In Olanda non capita spessissimo di avere dei week-end sufficientemente caldi da poter permetterci una nottata in tenda. Visto che le previsioni sembrano essere clementi decidiamo di prendere macchina e tenda ed andare verso il confine belga, in particolare verso la cittadina di Baarle Nassau (vai al post del Viaggiadiario).
Arriviamo dopo circa 1 ora e mezza di macchina.
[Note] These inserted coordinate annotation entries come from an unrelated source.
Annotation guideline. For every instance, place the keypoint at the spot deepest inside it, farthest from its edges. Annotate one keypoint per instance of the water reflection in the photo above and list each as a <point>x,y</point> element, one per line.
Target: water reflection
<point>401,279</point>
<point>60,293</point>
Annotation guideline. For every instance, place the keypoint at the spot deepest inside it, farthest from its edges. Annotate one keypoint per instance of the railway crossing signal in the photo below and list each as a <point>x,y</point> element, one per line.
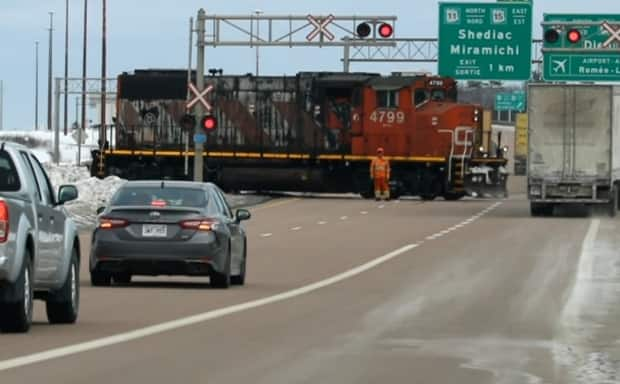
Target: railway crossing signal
<point>199,96</point>
<point>209,123</point>
<point>188,122</point>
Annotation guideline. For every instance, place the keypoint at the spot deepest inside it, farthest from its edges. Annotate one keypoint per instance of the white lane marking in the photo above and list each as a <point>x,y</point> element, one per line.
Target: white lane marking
<point>196,319</point>
<point>586,260</point>
<point>199,318</point>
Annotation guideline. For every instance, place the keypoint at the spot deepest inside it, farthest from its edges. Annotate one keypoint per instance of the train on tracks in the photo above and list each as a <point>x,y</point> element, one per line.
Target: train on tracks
<point>311,132</point>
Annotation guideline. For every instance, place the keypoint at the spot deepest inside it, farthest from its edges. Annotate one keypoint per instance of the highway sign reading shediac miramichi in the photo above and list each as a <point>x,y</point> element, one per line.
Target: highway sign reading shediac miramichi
<point>485,41</point>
La cittadina non ha niente di speciale da un punto di vista artistico, ma è famosa nel mondo per essere il paese con i confini più complicati del mondo.

Baarle Nassau e’ infatti costituita da una serie di enclavi belghe in territorio olandese e da una serie di enclavi olandesi in territorio belga. La ragione storica di questo “caos” dipende da antichi trattati ma completamente risolti che hanno lasciato i terreni nelle mani degli antichi proprietari mentre il resto del territorio circostante veniva diviso tra Belgio ed Olanda.
Il risultato finale è città che è in realtà la somma di due comuni: Baarle Nassau (Olandese) e Baarle Hertog (Belga).
Questo continuo passare da una nazione all’altra e’ diventata una attrazione turistica. I confini sono segnati per terra, le foto con un piede in Olanda e l’altro in Belgio si sprecano.
C’è addirittura un negozio al cui interno passa il confine, per cui in caso di chiusure differenti tra Belgio ed Olanda (ad esempio per feste nazionali) può succedere di trovare solo una parte del negozio aperta. Le case sulla stessa via possono avere numeri civici olandesi o belgi a seconda della parte del confine su cui si trovano. Esiste anche una casa divisa a metà e che quindi ha entrambi i numeri civici.
La sera abbiamo dormito al campeggio Parc de Kievit, molto bello, economico con piscina e ristorante.

Si tratta di una gita molto facile e breve. Per i bambini e’ molto simpatico il continuare a passare da un confine all’altro.